The problem
Define the sum of two vector spaces (often two subspaces of a common vector space) $A$ and $B$ as $A+B=\{a+b: a \in A, b \in B \}.$ Let $U,V,W$ be arbitrary vector spaces. I want to show that
$$U \cap (V+W)=(U \cap V)+(U \cap W)$$
My approach
By starting with $x \in (U \cap V)+(U \cap W)$ and applying the properties of vector spaces (closure under vector addition) to end up with $x \in U \cap (V+W)$, I've shown that $(U \cap V)+(U \cap W) \subset U \cap (V+W)$.
My problem is with the reverse, i.e. showing that $U \cap (V+W) \subset (U \cap V)+(U \cap W)$. Following the usual procedure, I started with:
$x \in U \cap (V+W)$, which implies that $x \in U \land x \in V+W$.
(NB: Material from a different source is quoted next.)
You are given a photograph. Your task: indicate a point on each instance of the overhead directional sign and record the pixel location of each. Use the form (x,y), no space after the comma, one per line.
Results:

Now, $x \in V+W \implies x=y+z$ for some $y \in V$ and some $z \in W$.
Again, $x=y+z \in U$. If we could show that $y$ and $z$ both comes from $U$, then we will be done. But unfortunately $y+z \in U$ doesn't necessarily imply that $y \in U$ and $z \in U.$ Am I missing some very basic properties of vector spaces that would make this trivial? Any help would be greatly appreciated.
P.S. Just a dumb question. Does the result break down if we replace vector spaces by arbitrary sets in the above problem?